İBNÜ’L-ESİR el-Kamil fi’t-Tarih

3. CİLT

 

HORASAN HALKININ SELM BİN ZİYAD'A BEY'AT ETMESİ VE ABDULLAH BİN HAZİM'İN DURUMU

 

HİCRİ 64.YIL

 

Selm bin Ziyad Horasan'da Yezid'in ölüm haberini alınca bunu gizledi.

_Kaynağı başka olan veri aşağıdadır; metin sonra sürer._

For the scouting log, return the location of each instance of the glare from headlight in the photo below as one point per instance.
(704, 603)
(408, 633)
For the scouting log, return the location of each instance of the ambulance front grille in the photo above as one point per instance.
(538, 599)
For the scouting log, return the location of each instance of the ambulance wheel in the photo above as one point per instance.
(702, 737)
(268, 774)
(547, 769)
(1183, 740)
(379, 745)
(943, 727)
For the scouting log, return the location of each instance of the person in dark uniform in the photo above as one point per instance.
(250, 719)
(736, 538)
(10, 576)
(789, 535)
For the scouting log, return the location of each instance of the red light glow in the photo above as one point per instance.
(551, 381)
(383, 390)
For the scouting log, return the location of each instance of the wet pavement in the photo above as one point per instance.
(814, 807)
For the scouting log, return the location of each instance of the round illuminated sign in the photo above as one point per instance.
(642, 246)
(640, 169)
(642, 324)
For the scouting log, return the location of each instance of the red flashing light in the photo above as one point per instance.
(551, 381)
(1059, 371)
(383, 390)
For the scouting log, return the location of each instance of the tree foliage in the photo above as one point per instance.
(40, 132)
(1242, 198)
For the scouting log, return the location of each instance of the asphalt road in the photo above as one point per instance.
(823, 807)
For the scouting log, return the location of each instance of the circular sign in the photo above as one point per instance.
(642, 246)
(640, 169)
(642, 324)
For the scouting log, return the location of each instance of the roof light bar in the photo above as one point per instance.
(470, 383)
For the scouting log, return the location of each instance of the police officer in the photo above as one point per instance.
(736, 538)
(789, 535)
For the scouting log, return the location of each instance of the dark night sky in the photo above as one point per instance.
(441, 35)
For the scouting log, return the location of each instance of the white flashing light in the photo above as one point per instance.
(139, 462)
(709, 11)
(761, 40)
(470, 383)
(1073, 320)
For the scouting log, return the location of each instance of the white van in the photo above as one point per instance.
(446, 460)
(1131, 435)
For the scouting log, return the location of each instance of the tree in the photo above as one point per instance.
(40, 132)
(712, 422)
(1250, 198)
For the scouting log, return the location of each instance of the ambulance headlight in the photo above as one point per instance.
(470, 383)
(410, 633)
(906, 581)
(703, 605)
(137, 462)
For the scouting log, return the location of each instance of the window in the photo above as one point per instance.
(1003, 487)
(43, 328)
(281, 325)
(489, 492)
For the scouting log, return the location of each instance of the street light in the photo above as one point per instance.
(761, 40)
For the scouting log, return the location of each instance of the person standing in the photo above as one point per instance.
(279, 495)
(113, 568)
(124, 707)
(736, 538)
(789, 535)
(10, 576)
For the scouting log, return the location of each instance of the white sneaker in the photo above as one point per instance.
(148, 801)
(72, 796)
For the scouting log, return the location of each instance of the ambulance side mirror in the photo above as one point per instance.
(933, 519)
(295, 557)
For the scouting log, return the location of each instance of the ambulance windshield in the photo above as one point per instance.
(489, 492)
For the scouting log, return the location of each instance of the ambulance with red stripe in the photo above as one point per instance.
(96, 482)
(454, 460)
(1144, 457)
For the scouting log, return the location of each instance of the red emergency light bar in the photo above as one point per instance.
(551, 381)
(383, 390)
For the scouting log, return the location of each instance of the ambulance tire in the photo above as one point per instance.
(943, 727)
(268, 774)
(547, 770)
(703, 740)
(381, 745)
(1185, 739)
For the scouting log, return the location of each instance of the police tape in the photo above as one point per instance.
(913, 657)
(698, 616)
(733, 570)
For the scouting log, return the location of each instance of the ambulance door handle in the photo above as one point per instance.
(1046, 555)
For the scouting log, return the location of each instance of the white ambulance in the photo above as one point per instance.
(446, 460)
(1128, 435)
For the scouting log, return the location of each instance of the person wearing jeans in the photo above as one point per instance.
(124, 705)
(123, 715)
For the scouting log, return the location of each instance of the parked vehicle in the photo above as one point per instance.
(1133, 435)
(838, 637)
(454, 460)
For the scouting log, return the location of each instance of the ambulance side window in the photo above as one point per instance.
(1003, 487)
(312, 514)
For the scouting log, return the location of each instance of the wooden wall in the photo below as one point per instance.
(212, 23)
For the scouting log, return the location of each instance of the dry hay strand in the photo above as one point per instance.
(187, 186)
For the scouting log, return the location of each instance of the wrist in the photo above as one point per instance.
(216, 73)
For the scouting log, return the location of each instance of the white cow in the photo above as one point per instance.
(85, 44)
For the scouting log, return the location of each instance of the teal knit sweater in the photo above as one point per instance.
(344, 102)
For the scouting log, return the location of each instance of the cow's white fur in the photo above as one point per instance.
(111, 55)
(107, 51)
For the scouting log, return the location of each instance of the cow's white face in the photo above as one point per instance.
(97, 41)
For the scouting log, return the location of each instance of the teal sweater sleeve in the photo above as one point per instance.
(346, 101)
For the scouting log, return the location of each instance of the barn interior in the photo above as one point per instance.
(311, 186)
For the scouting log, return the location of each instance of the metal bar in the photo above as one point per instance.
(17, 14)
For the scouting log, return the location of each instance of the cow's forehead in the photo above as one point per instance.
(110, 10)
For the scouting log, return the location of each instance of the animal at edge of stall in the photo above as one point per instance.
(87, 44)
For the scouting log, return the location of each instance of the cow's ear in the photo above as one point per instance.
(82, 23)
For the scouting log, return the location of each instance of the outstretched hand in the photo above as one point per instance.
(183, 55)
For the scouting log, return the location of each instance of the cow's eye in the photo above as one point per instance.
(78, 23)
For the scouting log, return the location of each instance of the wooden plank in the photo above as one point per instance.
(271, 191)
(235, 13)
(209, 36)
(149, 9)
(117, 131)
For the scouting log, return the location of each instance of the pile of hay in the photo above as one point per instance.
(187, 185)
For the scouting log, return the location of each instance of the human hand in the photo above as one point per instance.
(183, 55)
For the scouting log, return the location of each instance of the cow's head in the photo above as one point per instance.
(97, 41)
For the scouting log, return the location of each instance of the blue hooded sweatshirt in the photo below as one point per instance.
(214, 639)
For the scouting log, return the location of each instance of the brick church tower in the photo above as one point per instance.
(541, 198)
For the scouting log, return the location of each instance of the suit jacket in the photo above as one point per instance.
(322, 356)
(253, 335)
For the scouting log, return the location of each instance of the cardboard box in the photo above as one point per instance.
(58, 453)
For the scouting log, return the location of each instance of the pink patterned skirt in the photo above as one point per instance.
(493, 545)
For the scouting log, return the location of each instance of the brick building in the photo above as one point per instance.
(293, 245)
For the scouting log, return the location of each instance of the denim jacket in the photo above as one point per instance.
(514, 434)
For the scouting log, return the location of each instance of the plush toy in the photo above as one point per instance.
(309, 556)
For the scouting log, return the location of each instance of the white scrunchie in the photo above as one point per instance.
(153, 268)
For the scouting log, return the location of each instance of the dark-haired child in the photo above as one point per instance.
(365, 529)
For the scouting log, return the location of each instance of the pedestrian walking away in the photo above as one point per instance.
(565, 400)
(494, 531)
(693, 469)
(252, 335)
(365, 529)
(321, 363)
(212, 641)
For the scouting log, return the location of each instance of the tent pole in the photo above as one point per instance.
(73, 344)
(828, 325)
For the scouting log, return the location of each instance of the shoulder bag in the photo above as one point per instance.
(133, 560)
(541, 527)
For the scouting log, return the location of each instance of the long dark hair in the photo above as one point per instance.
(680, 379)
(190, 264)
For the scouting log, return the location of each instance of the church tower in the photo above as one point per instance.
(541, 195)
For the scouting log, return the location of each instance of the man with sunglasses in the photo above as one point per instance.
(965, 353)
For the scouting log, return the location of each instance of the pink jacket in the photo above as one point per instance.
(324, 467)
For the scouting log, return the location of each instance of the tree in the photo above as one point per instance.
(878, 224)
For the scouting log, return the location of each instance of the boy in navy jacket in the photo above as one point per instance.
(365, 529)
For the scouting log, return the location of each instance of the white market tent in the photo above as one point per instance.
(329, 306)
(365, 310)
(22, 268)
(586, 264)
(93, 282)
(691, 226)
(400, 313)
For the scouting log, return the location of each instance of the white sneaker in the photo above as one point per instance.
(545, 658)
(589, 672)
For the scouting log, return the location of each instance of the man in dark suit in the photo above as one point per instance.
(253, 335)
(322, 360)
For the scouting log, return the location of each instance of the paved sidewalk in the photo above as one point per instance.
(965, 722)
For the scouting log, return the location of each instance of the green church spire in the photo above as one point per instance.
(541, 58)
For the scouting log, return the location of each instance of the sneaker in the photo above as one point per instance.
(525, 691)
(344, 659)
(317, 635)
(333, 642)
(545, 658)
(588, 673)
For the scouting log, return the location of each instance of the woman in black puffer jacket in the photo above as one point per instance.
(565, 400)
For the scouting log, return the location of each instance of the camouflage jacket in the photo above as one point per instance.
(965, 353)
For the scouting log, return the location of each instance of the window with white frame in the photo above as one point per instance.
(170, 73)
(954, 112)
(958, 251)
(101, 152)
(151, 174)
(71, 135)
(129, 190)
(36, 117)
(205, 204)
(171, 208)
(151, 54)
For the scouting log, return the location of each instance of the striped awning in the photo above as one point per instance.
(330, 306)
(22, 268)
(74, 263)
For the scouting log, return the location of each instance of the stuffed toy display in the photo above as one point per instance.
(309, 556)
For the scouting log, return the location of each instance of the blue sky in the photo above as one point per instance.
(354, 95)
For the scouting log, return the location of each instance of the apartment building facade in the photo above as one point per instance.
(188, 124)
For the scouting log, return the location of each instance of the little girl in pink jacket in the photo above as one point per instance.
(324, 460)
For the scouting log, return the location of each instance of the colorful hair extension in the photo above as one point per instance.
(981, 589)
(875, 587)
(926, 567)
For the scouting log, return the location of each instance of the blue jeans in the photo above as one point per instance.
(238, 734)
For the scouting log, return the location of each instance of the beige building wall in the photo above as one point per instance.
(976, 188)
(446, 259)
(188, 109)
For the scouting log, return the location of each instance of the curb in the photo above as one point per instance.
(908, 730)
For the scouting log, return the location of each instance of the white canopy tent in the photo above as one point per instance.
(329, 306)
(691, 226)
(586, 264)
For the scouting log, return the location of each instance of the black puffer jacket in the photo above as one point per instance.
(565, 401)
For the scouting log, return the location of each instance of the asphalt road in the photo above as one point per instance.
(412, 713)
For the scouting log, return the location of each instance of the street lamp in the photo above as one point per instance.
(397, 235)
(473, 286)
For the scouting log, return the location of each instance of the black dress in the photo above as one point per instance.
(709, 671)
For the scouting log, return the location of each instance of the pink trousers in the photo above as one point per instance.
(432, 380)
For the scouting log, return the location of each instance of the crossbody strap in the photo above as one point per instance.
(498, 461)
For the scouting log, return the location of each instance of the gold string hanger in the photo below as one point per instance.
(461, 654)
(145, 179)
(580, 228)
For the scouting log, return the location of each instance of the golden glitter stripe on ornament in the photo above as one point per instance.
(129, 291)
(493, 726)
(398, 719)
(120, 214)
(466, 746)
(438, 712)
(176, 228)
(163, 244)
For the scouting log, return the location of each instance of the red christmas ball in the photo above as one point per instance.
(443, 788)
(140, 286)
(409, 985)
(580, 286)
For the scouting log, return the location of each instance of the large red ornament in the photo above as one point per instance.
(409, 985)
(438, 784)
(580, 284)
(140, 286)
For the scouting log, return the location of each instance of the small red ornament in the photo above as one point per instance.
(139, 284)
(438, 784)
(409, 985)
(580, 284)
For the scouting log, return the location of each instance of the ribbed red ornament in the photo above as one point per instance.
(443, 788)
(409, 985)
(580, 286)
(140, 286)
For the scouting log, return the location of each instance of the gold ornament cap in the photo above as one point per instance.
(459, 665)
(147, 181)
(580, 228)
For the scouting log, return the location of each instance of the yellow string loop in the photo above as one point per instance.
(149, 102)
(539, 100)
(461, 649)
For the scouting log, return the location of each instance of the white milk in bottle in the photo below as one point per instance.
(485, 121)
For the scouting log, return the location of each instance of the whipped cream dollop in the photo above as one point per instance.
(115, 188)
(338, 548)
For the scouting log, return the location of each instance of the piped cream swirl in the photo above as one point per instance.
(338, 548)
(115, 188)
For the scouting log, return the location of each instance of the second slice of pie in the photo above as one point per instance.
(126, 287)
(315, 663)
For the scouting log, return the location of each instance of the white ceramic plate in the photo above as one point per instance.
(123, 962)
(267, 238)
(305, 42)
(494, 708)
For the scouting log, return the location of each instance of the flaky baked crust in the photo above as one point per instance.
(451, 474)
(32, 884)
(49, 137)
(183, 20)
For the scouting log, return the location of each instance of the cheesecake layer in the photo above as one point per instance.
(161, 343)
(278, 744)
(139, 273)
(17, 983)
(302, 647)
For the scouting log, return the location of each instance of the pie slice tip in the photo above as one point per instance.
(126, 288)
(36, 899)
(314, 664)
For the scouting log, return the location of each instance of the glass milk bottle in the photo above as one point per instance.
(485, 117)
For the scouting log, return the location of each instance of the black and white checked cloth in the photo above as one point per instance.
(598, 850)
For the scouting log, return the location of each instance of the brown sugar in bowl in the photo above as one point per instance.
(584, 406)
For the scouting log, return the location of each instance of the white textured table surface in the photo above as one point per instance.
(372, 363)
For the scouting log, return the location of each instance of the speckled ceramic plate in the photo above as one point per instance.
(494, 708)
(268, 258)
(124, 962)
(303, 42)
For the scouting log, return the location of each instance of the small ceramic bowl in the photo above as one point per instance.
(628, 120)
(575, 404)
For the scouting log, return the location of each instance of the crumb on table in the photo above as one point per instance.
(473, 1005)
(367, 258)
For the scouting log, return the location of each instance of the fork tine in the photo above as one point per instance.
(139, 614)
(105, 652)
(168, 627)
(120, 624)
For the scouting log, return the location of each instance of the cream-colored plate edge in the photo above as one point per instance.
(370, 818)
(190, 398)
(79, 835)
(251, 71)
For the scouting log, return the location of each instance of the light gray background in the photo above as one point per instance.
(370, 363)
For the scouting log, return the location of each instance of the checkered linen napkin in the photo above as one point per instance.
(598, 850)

Bunun üzerine İbn Arade şu beyitleri söylemişti:

 

''Ey kapılarını kapayan Melik! Çok büyük işler oldu, Harre' de ölüler bir de Kabul'dekiler. Yezid'in gizli haberi ise ilan edildi. Ey Ümeyyeoğulları! Sizin son mülkünüz Huvarin 'deki bir ceset mi oldu? Ölüm kapısını çaldı, başının da ucunda Bir bardak ve şarap damlayan bir kırba Hıçkırarak ağlıyor Yezid 'in sarhoşluğuna, Ve her sabah ağlayarak oturup kalkıyor.''

 

İbn Arade şiirini açık açık okuyunca Selm de Muaviye'nin oğlu Yezid ile Yezid'in oğlu Muaviye'nin öldüklerini açık açık ilan etti ve halkı bir halife seçilinceye kadar kendisinin söyleyeceklerini kabul edeceklerine dair bey'at etmeye çağırdı. Onlar da O'na istediği şekilde bey'at ettiler, fakat iki ay sonra bu bey'atlerini bozdular. Selm onlara oldukça iyilik yapmıştı ve onlar tarafından sevilen bir kişiydi. Bey'at bozulunca Selm onların başına Mühelleb bin Ebi Sufra'yı vekil olarak tayin edip oradan ayrıldı. Serahs'a varınca Kays bin Sa'lebe bin Rabiaoğulları'ndan bir kişi olan Süleyman bin Mersed ile karşılaştı. Süleyman Selm'e şunu sordu: "Sen Nizar'dan bir kimse bulamadığın için mi Horasan'a Yemen'den birisini vekil bıraktın?" (Yemen'den birisi ile Mühelleb'i kastediyor. Mühelleb Yemenlilerin Ezd koluna mensup birisi idi.) Bunun üzerine Selm, Süleyman'ı Merv er-Ruz Fariyab, Talekan ve Cuzecan üzerine vali tayin etti. Diğer taraftan Evs bin Sa'lebe bin Züfer'i -ki Basra'daki Evs sarayının sahibidir- de Herat üzerine vali tayin etti. Nisabür'a varınca Abdullah bin Hazİm ile karşılaştı. Abdullah: "Horasan'da kimi vali bıraktın?" deyince Selm durumu bildirdi. Bu sefer Abdullah: "Sen bu bölgede vali tayin edecek kimseyi bulamadın mı ki, Horasan'ı Bekir bin Vail Kabilesi ile Yemenliler arasında paylaştırdın? Sen Horasan Valiliği'ni bana verdiğine dair bir ahitname yaz!" deyince Selm kendisine böyle bir ahitname yazdı ve ayrıca O'na yüz bin dirhem verdi.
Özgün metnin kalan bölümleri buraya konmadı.